I’d never be able to choose a favorite.

But if you have a favorite color, what is it? And, why?

Notes From the Other Side…

Notes From the Other Side…

…of the bookstore counter.

This is my tenth holiday shopping season as a bookseller, at locally-owned independent Bookworks in Albuquerque, New Mexico. It also happens to be my first as a partner in the shop.

On January 1, 2023, Bookworks changed hands, and is now a partnership with the managing partners being the brilliant daughter-mother team of Shannon Guinn-Collins and Nancy Guinn—and a group of investors from the community, including myself, rounds out the team. Bookworks is truly a community effort!

It has been a year of learning and growing (we have about 30% more books in stock!), updating computers and training staff on new systems, re-starting author events after the pandemic (we’ve hosted authors from near and far in the store and Pulitzer Prize winner Colson Whitehead was in conversation with former Albuquerque Poet Laureate Hakim Bellamy at the Kimo Theater in downtown in July…and more to come, including Pulitzer Prize winner, Michael Cunningham at the Main Albuquerque Public Library in January (get your tickets here), brightening the store’s colors and adding murals—I am prouder than ever to be a part of the Bookworks crew.

And speaking of crews, it’s all hands on deck for the holiday shopping season. I hope to be happily exhausted when we lock the doors on Christmas Eve. This season can make, or break, the year for a small business, so please SHOP SMALL and SHOP LOCAL!

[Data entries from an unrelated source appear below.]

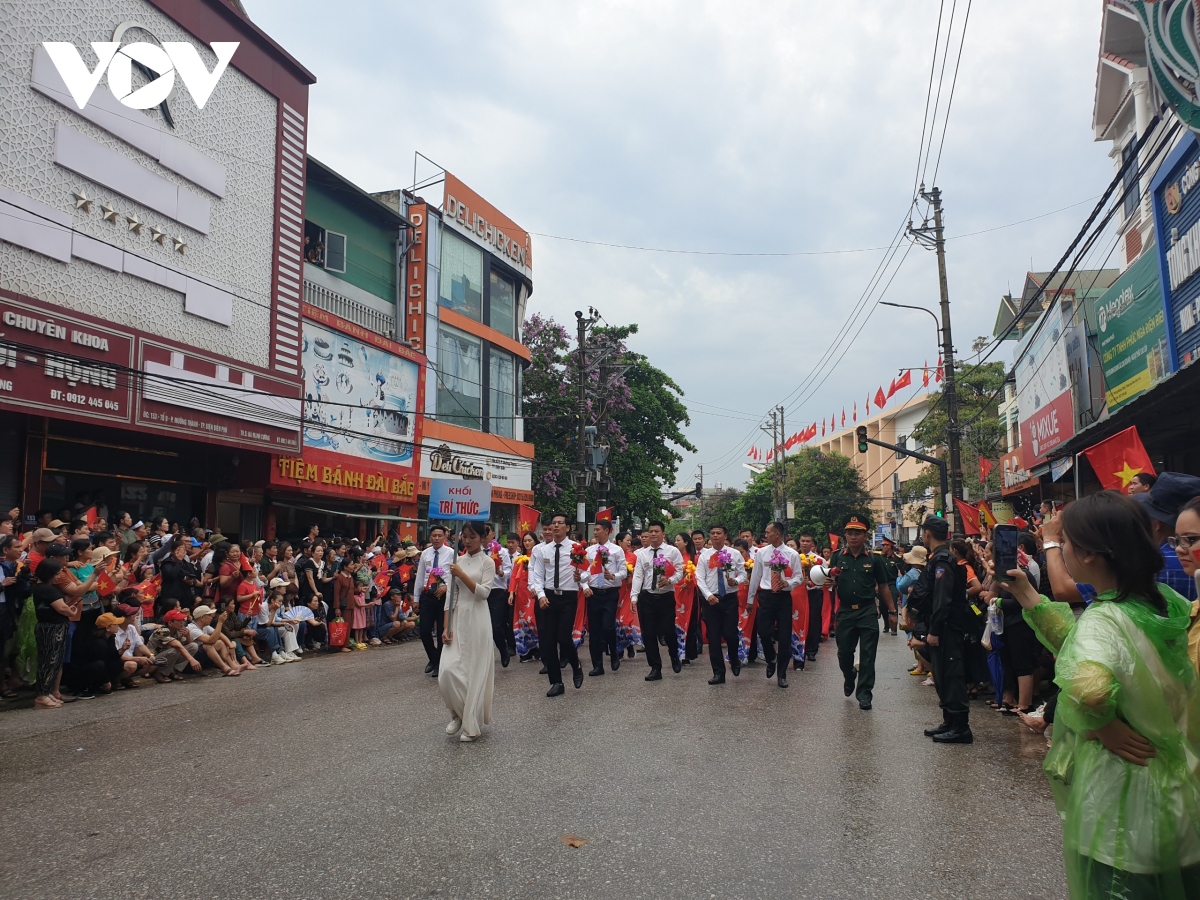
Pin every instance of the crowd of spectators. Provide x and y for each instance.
(90, 606)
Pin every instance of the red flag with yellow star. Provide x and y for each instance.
(1119, 459)
(527, 520)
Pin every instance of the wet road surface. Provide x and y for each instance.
(334, 778)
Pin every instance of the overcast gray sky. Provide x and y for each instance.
(738, 127)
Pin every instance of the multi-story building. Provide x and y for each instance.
(883, 471)
(150, 258)
(466, 286)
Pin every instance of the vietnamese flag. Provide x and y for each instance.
(970, 516)
(1119, 459)
(527, 520)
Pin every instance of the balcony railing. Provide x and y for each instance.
(375, 321)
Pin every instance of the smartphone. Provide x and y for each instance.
(1005, 552)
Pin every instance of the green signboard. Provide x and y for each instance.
(1127, 322)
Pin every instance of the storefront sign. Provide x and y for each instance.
(317, 472)
(460, 501)
(1128, 325)
(414, 279)
(1013, 477)
(443, 461)
(472, 215)
(65, 364)
(1177, 225)
(360, 401)
(1044, 390)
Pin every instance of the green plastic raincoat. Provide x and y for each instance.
(1128, 831)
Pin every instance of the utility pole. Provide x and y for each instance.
(935, 238)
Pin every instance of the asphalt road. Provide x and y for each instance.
(334, 778)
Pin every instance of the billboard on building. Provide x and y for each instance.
(1131, 336)
(1044, 389)
(360, 400)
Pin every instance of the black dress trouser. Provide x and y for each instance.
(655, 612)
(951, 678)
(721, 622)
(774, 624)
(603, 624)
(502, 621)
(555, 633)
(432, 619)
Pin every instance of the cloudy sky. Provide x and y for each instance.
(738, 129)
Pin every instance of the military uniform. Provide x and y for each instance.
(857, 616)
(945, 585)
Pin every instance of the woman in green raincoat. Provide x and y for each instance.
(1127, 729)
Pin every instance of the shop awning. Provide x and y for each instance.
(1161, 414)
(348, 514)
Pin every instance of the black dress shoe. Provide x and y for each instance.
(955, 736)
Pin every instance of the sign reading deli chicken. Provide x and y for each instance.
(478, 220)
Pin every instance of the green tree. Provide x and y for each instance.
(979, 390)
(826, 489)
(636, 407)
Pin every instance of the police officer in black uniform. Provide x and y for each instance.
(945, 588)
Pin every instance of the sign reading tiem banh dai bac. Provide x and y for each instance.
(1127, 322)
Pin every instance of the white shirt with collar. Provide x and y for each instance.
(541, 569)
(761, 574)
(706, 576)
(444, 557)
(503, 570)
(613, 570)
(643, 569)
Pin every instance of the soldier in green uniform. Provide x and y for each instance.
(858, 575)
(888, 555)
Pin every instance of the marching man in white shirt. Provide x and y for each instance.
(557, 585)
(777, 570)
(719, 571)
(658, 569)
(606, 565)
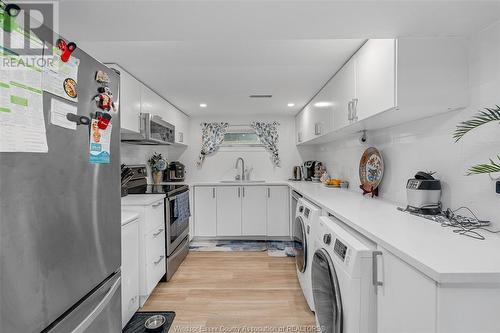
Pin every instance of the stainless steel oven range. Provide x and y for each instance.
(177, 213)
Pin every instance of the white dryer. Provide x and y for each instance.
(306, 219)
(341, 274)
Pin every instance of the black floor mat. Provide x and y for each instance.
(136, 323)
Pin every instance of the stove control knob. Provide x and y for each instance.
(327, 238)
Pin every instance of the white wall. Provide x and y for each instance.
(221, 164)
(428, 145)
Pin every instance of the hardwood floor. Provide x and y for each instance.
(230, 291)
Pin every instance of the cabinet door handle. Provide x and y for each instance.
(375, 280)
(317, 129)
(159, 260)
(159, 232)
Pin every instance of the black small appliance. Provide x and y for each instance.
(175, 172)
(309, 168)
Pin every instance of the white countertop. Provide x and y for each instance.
(141, 199)
(219, 183)
(434, 250)
(128, 216)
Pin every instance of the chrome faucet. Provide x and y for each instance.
(242, 176)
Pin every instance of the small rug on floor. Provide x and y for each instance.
(136, 323)
(273, 248)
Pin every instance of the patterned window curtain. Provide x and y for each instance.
(211, 139)
(268, 135)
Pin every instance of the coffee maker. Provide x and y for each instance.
(309, 168)
(175, 172)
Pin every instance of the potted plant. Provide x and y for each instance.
(483, 117)
(157, 164)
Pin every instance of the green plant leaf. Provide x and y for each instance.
(483, 117)
(491, 167)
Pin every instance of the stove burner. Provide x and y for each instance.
(169, 190)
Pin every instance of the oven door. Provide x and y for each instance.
(177, 224)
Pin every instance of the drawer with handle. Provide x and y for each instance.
(155, 257)
(155, 215)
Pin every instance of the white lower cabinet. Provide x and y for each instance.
(278, 212)
(253, 212)
(406, 300)
(130, 270)
(228, 210)
(241, 211)
(152, 254)
(155, 258)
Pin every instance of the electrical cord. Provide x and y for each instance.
(467, 226)
(462, 225)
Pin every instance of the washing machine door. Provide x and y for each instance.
(326, 293)
(300, 244)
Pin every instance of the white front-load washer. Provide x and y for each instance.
(306, 219)
(341, 274)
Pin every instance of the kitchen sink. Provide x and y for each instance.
(242, 181)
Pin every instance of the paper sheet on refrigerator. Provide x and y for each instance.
(22, 124)
(60, 78)
(100, 142)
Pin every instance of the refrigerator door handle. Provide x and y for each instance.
(98, 309)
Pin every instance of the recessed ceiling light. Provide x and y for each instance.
(322, 104)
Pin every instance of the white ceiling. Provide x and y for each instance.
(219, 52)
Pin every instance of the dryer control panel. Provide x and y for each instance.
(340, 249)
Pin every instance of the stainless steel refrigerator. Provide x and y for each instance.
(60, 226)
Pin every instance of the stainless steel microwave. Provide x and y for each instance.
(153, 131)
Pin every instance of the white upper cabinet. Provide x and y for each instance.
(151, 102)
(375, 65)
(299, 127)
(182, 129)
(253, 211)
(129, 101)
(321, 108)
(137, 98)
(343, 86)
(388, 82)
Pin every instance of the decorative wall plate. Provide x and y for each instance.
(371, 171)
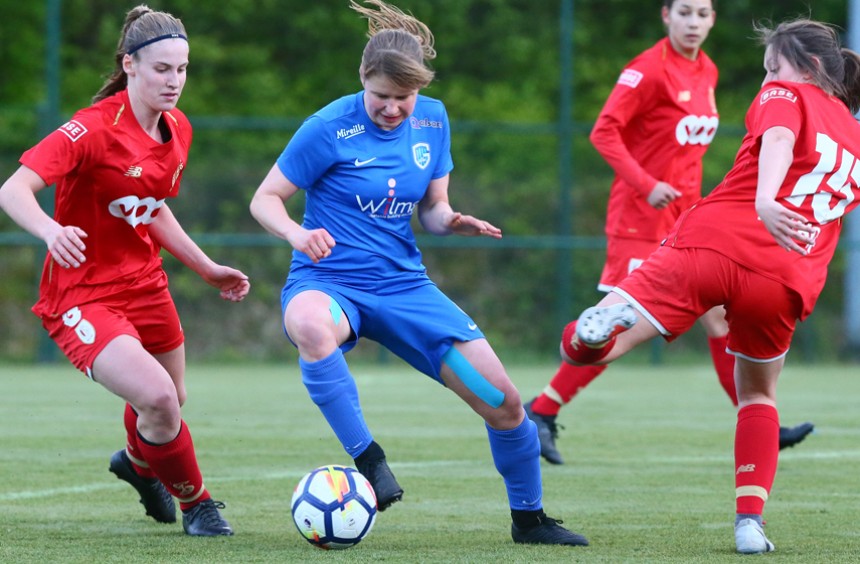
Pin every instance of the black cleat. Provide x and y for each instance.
(153, 495)
(547, 433)
(548, 531)
(385, 486)
(204, 520)
(790, 436)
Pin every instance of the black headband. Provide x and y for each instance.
(140, 46)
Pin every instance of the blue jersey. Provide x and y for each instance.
(363, 184)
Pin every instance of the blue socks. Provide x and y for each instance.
(516, 454)
(333, 389)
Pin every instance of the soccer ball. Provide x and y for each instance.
(334, 507)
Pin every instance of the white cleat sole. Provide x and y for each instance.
(596, 325)
(750, 539)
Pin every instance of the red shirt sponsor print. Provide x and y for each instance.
(111, 181)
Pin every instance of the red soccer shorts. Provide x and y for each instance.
(623, 256)
(83, 331)
(674, 287)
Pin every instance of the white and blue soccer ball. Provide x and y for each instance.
(334, 507)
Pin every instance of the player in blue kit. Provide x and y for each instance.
(367, 163)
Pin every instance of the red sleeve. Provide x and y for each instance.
(776, 105)
(635, 87)
(61, 151)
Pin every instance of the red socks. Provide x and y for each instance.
(756, 456)
(564, 386)
(134, 455)
(724, 364)
(175, 463)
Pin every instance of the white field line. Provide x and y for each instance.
(296, 473)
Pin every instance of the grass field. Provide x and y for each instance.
(648, 475)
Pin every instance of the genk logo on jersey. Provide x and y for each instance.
(421, 155)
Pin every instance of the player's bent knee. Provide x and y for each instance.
(472, 379)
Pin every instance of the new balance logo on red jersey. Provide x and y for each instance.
(630, 77)
(73, 130)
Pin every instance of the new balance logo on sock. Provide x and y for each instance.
(184, 488)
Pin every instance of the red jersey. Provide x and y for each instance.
(656, 125)
(821, 185)
(111, 180)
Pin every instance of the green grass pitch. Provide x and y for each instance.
(648, 475)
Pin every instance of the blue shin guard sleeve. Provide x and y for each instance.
(333, 389)
(516, 454)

Of course, I’m biased, but books sure do make great gifts. Talking with customers, helping them find books their loved ones will love, is my favorite part of this work. And there’s still time to order books, if we don’t happen to have the one you want (but not much time…at Bookworks, we’ll get books into the store in time for Christmas if you order by December 13th). Shop with us, or at your favorite local independent bookstore—we make a real difference in all our communities!

And remember, those of us on the other side of the counter are pushing pretty hard right now to get you what you really want, so please be patient with us while we do.

Happy holidays, everyone! See you on the other side…of the counter, and of the holiday rush.